Washington, meanwhile, has failed to recognize the gravity of the crisis. While previous US administrations tried to bring its two most important east Asian allies closer together, president Donald Trump’s team has refused to pick up the baton.

On a visit to Tokyo in July, national security adviser John Bolton made clear that the US does not intend to get involved in the spat. A Japanese government official told me that he concluded by wishing Tokyo “good luck”.

As the crisis unfolds, there are three points that leaders in Tokyo, Seoul and Washington would do well to keep in mind. First, Tokyo needs to realise that it has both an interest in maintaining global supply chains and a responsibility to do so.

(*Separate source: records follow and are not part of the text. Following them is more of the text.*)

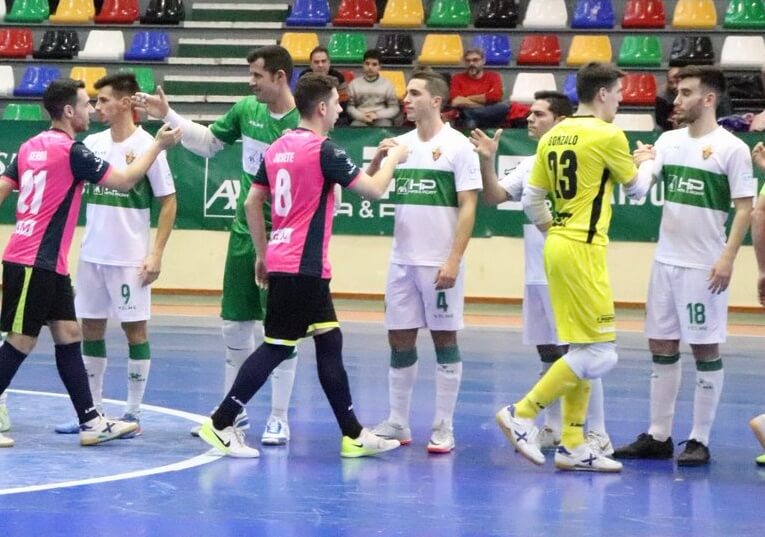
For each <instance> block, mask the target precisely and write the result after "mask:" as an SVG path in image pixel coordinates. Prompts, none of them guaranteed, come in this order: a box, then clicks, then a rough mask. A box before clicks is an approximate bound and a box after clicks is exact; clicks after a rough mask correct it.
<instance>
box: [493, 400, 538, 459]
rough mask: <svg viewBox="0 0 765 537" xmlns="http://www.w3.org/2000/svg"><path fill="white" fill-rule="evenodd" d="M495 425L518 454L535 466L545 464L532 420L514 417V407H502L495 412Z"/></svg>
mask: <svg viewBox="0 0 765 537" xmlns="http://www.w3.org/2000/svg"><path fill="white" fill-rule="evenodd" d="M496 418H497V425H499V428H500V429H502V432H503V433H505V436H506V437H507V439H508V440H509V441H510V443H511V444H512V445H513V446H514V447H515V449H517V450H518V453H520V454H521V455H523V456H524V457H525V458H526V459H528V460H529V461H531V462H533V463H534V464H537V465H542V464H544V463H545V456H544V454H543V453H542V450H540V449H539V443H538V442H537V435H538V434H539V429H537V426H536V425H534V420H532V419H529V418H519V417H516V416H515V405H510V406H506V407H503V408H501V409H500V410H499V412H497V415H496Z"/></svg>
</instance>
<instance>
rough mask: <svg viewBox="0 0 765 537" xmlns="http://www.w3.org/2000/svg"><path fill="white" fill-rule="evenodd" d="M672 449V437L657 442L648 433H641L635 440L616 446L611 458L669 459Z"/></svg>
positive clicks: (652, 436)
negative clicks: (624, 444) (630, 443)
mask: <svg viewBox="0 0 765 537" xmlns="http://www.w3.org/2000/svg"><path fill="white" fill-rule="evenodd" d="M673 451H674V445H673V444H672V437H670V438H667V439H666V440H665V441H664V442H659V441H658V440H656V439H654V437H653V436H651V435H650V434H648V433H641V434H640V435H639V436H638V438H637V440H635V441H634V442H632V443H631V444H628V445H626V446H622V447H620V448H616V450H614V454H613V458H615V459H671V458H672V454H673Z"/></svg>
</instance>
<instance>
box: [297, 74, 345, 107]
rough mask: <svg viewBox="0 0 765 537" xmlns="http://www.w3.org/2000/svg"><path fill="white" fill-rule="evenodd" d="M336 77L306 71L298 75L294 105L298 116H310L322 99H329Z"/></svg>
mask: <svg viewBox="0 0 765 537" xmlns="http://www.w3.org/2000/svg"><path fill="white" fill-rule="evenodd" d="M336 87H337V79H336V78H335V77H333V76H329V75H325V74H322V73H307V74H305V75H303V76H301V77H300V79H299V80H298V84H297V87H296V88H295V106H296V107H297V109H298V112H300V117H304V118H310V117H311V116H312V115H313V113H314V112H315V111H316V107H317V106H318V104H319V103H320V102H322V101H324V102H327V101H329V98H330V96H331V95H332V89H333V88H336Z"/></svg>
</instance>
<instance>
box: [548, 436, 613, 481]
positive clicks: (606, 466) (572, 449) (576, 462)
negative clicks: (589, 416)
mask: <svg viewBox="0 0 765 537" xmlns="http://www.w3.org/2000/svg"><path fill="white" fill-rule="evenodd" d="M555 467H556V468H558V469H559V470H569V471H578V472H605V473H615V472H621V471H622V463H620V462H619V461H615V460H613V459H609V458H608V457H604V456H603V455H601V454H600V453H598V452H597V451H596V450H594V449H592V446H590V445H589V444H588V443H587V442H584V443H583V444H580V445H578V446H577V447H575V448H572V449H567V448H566V447H565V446H558V450H557V451H556V452H555Z"/></svg>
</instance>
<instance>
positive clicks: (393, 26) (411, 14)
mask: <svg viewBox="0 0 765 537" xmlns="http://www.w3.org/2000/svg"><path fill="white" fill-rule="evenodd" d="M424 20H425V9H423V7H422V0H388V4H387V5H386V6H385V13H383V16H382V18H381V19H380V26H382V27H384V28H418V27H420V26H422V24H423V21H424Z"/></svg>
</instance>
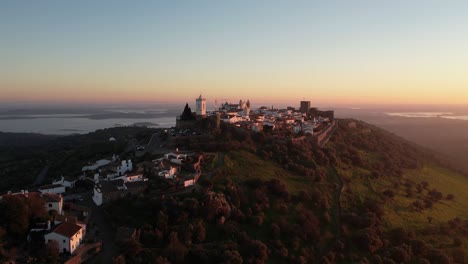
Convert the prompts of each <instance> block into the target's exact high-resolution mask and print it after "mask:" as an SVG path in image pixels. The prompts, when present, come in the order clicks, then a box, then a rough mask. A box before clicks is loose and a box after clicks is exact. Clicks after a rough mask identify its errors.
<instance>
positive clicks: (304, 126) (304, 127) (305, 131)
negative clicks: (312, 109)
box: [302, 122, 315, 135]
mask: <svg viewBox="0 0 468 264" xmlns="http://www.w3.org/2000/svg"><path fill="white" fill-rule="evenodd" d="M314 127H315V125H314V122H304V123H302V131H304V133H305V134H309V135H313V134H314Z"/></svg>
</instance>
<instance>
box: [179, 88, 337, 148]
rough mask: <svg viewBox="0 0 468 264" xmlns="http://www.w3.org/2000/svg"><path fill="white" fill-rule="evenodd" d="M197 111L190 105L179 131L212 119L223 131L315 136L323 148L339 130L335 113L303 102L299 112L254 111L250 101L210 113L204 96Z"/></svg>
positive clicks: (299, 109)
mask: <svg viewBox="0 0 468 264" xmlns="http://www.w3.org/2000/svg"><path fill="white" fill-rule="evenodd" d="M195 105H196V111H195V112H192V111H191V108H190V106H189V105H188V103H187V104H186V105H185V108H184V111H183V112H182V115H180V116H179V117H177V120H176V129H179V130H183V129H190V128H195V127H197V122H198V123H199V122H200V121H203V120H206V119H209V120H211V121H212V122H211V123H212V124H215V126H216V127H219V124H220V122H224V123H226V124H229V125H233V126H236V127H239V128H242V129H247V130H252V131H254V132H262V131H263V132H266V133H273V134H274V133H278V132H283V133H284V132H286V134H288V132H290V133H291V136H305V135H309V136H312V137H313V138H314V139H315V140H316V143H317V144H318V145H323V144H325V143H326V141H327V140H328V139H329V135H330V134H331V132H332V131H333V129H334V127H335V114H334V111H333V110H328V111H322V110H319V109H318V108H315V107H311V103H310V101H301V102H300V107H299V109H296V108H294V107H287V108H285V109H278V108H274V107H273V106H271V107H270V108H268V107H266V106H262V107H260V108H258V109H251V103H250V100H247V101H243V100H242V99H241V100H240V101H239V103H238V104H230V103H228V102H225V103H222V104H221V106H220V107H217V106H215V108H216V110H214V111H211V112H208V111H207V110H206V109H207V107H206V98H204V97H203V96H202V95H200V96H199V97H198V98H197V99H196V100H195Z"/></svg>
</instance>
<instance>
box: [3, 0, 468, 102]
mask: <svg viewBox="0 0 468 264" xmlns="http://www.w3.org/2000/svg"><path fill="white" fill-rule="evenodd" d="M200 93H202V94H203V95H204V96H205V97H207V99H208V100H210V101H214V99H215V98H219V99H221V98H223V99H224V98H228V99H230V100H232V101H234V102H238V101H239V99H240V98H243V99H250V100H251V101H257V102H262V103H263V102H272V103H273V102H297V101H299V100H302V99H307V100H310V101H312V102H316V103H319V104H351V103H352V104H356V105H359V104H362V105H365V104H468V1H440V0H438V1H436V0H424V1H423V0H420V1H418V0H411V1H409V0H401V1H400V0H392V1H375V0H369V1H348V0H343V1H311V0H307V1H286V0H285V1H276V0H273V1H251V0H248V1H201V0H197V1H94V0H93V1H84V0H80V1H59V0H57V1H46V0H41V1H16V0H11V1H1V2H0V102H43V103H44V102H45V103H47V102H65V103H81V102H88V103H89V102H92V103H99V102H105V103H112V102H181V101H184V102H185V101H187V100H192V99H194V98H195V97H197V96H198V95H199V94H200Z"/></svg>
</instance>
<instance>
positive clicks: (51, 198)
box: [41, 193, 63, 215]
mask: <svg viewBox="0 0 468 264" xmlns="http://www.w3.org/2000/svg"><path fill="white" fill-rule="evenodd" d="M41 197H42V199H43V200H44V203H45V205H44V206H45V208H46V210H47V211H48V212H49V211H51V210H55V211H56V212H57V214H59V215H61V214H63V197H62V195H59V194H52V193H43V194H41Z"/></svg>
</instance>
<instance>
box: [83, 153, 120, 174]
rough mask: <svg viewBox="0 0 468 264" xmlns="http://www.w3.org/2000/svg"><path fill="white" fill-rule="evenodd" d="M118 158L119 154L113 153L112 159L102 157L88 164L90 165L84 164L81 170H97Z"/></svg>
mask: <svg viewBox="0 0 468 264" xmlns="http://www.w3.org/2000/svg"><path fill="white" fill-rule="evenodd" d="M116 160H117V156H115V155H113V156H112V159H101V160H98V161H96V162H95V163H94V164H91V165H88V166H84V167H83V168H81V171H88V170H90V171H93V170H97V169H99V168H100V167H102V166H106V165H108V164H110V163H111V162H114V161H116Z"/></svg>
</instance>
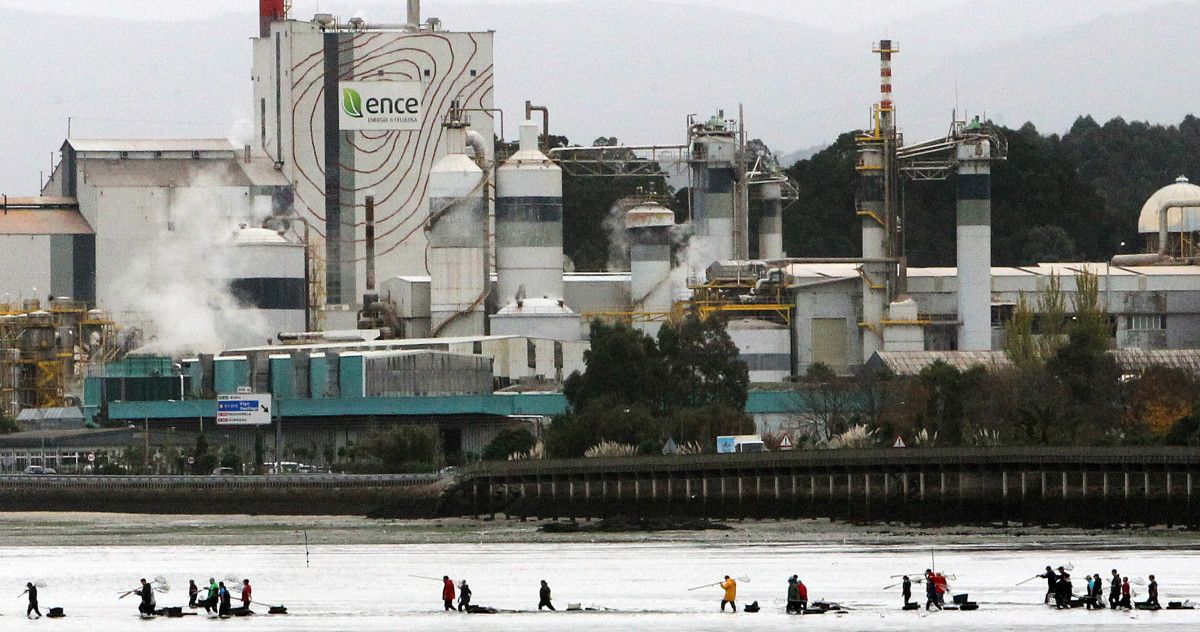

Although Japan may have legitimate concern about sales of semiconductor components to undesirable countries, its government must ensure that export control regulations are implemented fairly and transparently.

The combination of Japanese materials and Korean prowess in semiconductors is a strength that should be further harnessed, not damaged. Preventing South Korea from importing Japanese chemicals critical for the semiconductor industry does exactly the wrong thing. A disruption of those supply chains would inadvertently present China with a chance to gain a stronger foothold in key technologies. Japan must recognize that South Korea is a partner, not a rival.

Second, Seoul will need to find an appropriate balance between respecting the decision of its courts, and honouring international law by upholding the 1965 Japan- South Korea normalisation agreements, which were crafted in the spirit of the 1951 San Francisco peace treaty that ended the Allied occupation of Japan.

These postwar treaties sought to avoid the mistakes made after the first world war when the Treaty of Versailles imposed punishing reparations on Germany. The agreements deliberately waived future compensation claims against Japan in an attempt to avoid a new, dangerous cycle of revenge. As such, they are the foundation of the postwar international order.

South Korea should reflect on the way other democracies have handled such competing obligations. Back in 2000, the US Department of Justice intervened in an American court case brought by US prisoners of war who sought compensation for being forced to perform labour in Japan. Government lawyers argued that the POW lawsuits were barred by the San Francisco peace treaty and that agreement would not have been reached if it had allowed for future compensation claims.

Finally, the US needs to decide on — and follow — a more coherent policy toward its allies. Mr Trump’s constant questioning of the value of the US alliances with Japan and South Korea has sparked fears within these countries of an American military withdrawal from north-east Asia.

In the early days of the post-cold war era, voices both in the US and among its allies called in to question the value of these international arrangements. But the US stood behind them and defended their value. Joseph Nye, a former defence department official and Harvard professor put it this way in a 1995 strategy report: “Security is like oxygen: you do not tend to notice it until you begin to lose it . . . The American security presence has helped provide this ‘oxygen’ for east Asian development.”

As that oxygen withers away, Asia is finding it harder to breathe. While we must continue to encourage the US to affirm its commitment to its allies, these new realities also present an opportunity. Solving the current crisis between Seoul and Tokyo will require leadership, diplomatic tactfulness, and, above all, a long breath.

The writer is chairman of the Asia Pacific Initiative, a think-tank

This article has been amended to make clear that South Korea was not a party to the 1951 San Francisco treaty.